The foundation of the headquarters of Charter Telecom in Greater Victoria, British Columbia, was designed to minimize the use  of concrete.
The foundation of the headquarters of Charter Telecom in Greater Victoria, British Columbia, was designed to minimize the use of concrete.

When developing a new, roughly 1500-m2 (16,000-sf) office building to house its growing staff, Charter Telecom enumerated several priorities including:

  • the facility must be representative of Charter’s brand as an innovative and forward-thinking company;
  • improve the already vibrant staff culture and help recruit the best and brightest in the industry;
  • the building was to act as a sales tool—a physical demonstration of what Charter does well;
  • set a new standard for the changes coming to the neighbourhood; and
  • low-operating expenses and reasonable construction costs.

By the end of the schematic design process, Charter was willing to embrace two non-traditional approaches that are still in their infancy in Canada—the Passive House standard and engineered mass timber construction. Both these approaches were made challenging by site restrictions, which quickly became the main driver of design.

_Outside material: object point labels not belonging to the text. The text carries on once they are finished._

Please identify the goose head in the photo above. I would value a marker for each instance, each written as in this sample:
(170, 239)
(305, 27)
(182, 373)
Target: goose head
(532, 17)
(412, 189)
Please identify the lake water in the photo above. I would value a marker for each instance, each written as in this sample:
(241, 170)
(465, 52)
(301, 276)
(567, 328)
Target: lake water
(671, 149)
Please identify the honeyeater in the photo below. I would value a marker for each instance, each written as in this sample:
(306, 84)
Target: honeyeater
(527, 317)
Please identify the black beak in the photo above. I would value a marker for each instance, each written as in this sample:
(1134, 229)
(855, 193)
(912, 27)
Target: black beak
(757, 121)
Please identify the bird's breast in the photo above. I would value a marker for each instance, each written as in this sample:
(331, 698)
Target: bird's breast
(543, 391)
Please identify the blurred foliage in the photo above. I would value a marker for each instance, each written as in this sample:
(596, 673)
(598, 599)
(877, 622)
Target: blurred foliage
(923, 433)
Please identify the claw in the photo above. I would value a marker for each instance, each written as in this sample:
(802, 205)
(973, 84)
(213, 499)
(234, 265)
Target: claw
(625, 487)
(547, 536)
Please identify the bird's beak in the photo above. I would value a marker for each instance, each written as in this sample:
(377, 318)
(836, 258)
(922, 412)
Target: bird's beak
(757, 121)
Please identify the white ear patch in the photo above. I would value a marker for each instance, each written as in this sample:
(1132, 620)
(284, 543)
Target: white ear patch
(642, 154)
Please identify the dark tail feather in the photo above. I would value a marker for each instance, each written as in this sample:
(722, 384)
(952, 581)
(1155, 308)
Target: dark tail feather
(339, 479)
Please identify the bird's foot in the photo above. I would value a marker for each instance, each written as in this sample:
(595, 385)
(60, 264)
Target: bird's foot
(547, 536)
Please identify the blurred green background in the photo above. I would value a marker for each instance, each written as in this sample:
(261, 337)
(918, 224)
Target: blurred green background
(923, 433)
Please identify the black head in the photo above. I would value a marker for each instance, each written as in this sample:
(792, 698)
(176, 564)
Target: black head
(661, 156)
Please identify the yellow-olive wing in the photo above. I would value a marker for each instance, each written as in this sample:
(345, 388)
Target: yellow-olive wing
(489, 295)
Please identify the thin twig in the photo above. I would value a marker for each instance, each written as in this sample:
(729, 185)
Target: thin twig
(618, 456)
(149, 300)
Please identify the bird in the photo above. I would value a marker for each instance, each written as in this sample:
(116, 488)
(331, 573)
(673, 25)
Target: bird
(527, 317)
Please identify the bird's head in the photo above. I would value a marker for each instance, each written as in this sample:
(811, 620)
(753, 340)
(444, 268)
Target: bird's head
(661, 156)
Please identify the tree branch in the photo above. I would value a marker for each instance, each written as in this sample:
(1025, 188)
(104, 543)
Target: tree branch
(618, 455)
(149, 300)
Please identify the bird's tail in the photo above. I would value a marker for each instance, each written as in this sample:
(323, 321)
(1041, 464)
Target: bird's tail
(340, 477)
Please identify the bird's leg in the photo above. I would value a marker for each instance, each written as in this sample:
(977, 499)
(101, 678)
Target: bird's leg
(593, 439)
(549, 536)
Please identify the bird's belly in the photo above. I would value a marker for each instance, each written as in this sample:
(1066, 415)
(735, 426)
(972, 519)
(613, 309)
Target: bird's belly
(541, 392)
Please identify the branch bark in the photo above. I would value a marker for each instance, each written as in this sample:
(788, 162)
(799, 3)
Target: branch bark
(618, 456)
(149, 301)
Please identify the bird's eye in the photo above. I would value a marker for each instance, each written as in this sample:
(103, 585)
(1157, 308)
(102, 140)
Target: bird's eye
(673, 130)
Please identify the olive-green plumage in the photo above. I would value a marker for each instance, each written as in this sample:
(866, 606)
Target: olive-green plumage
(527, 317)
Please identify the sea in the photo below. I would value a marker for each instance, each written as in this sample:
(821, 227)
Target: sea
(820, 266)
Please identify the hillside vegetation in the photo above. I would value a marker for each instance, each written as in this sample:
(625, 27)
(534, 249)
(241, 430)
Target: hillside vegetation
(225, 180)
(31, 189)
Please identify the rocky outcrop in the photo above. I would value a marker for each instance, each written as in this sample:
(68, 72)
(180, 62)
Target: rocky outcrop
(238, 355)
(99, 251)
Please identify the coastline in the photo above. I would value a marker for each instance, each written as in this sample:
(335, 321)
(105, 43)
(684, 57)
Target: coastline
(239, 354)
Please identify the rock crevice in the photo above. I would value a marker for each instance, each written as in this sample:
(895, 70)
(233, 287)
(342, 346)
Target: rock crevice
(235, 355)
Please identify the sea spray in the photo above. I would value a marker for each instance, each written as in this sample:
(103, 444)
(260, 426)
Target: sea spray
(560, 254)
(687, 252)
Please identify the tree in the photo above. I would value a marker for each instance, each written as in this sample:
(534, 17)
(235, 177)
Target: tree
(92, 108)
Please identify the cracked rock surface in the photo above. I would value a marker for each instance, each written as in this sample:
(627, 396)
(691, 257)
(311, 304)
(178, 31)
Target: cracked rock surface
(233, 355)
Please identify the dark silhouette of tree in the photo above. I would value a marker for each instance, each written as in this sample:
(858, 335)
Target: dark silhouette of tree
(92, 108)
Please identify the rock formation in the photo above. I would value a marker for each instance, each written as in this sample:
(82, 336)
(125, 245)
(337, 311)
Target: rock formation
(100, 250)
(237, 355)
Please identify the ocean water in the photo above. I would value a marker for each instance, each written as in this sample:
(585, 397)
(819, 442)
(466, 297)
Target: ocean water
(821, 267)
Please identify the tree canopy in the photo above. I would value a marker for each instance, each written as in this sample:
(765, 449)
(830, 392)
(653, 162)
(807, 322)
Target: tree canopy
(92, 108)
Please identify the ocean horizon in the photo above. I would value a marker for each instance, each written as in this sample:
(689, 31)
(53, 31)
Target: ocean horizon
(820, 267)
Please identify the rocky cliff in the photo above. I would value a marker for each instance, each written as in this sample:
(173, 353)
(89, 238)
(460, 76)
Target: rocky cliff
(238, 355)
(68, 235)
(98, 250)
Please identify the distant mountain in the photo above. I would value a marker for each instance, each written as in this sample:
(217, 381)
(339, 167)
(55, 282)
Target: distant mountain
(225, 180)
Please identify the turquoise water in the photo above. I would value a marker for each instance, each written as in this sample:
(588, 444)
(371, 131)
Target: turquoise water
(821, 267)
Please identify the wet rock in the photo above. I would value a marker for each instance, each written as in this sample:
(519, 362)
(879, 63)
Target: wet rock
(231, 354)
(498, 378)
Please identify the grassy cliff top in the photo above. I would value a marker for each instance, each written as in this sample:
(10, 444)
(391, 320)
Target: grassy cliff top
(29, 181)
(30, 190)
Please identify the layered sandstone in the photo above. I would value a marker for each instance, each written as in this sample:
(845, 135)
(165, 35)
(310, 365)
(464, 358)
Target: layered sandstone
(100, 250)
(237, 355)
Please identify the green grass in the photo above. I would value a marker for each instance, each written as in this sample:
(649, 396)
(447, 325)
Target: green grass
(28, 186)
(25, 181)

Design process and challenges: site and massing

With PH certification identified as a core goal, one of the first considerations was massing and orientation. The site is narrow, with the long direction oriented 19 degrees off the north-south axis. The road frontage is on the south. The geometry and zoning constraints result in a building where all sides receive some amount of direct sunlight, with larger exposures being on the east-north-east and west-south-west sides. The greatest opportunity for daylighting was on the west-south-west side—this also presented an overheating risk, which became another design consideration. Glazing areas were kept lower than is typical for an office, and space planning ensured occupants would spend the majority of their time in places with the most daylight. Glass with a low solar heat gain co-efficient (SHGC) was chosen.

The narrow site also had to accommodate parking. A conventional surface parking arrangement with a central drive aisle and two rows of cars would have taken up the entire width. Ramping to an underground parkade would also be awkward and inefficient. Therefore, the design team opted to raise the building and provide surface parking underneath it.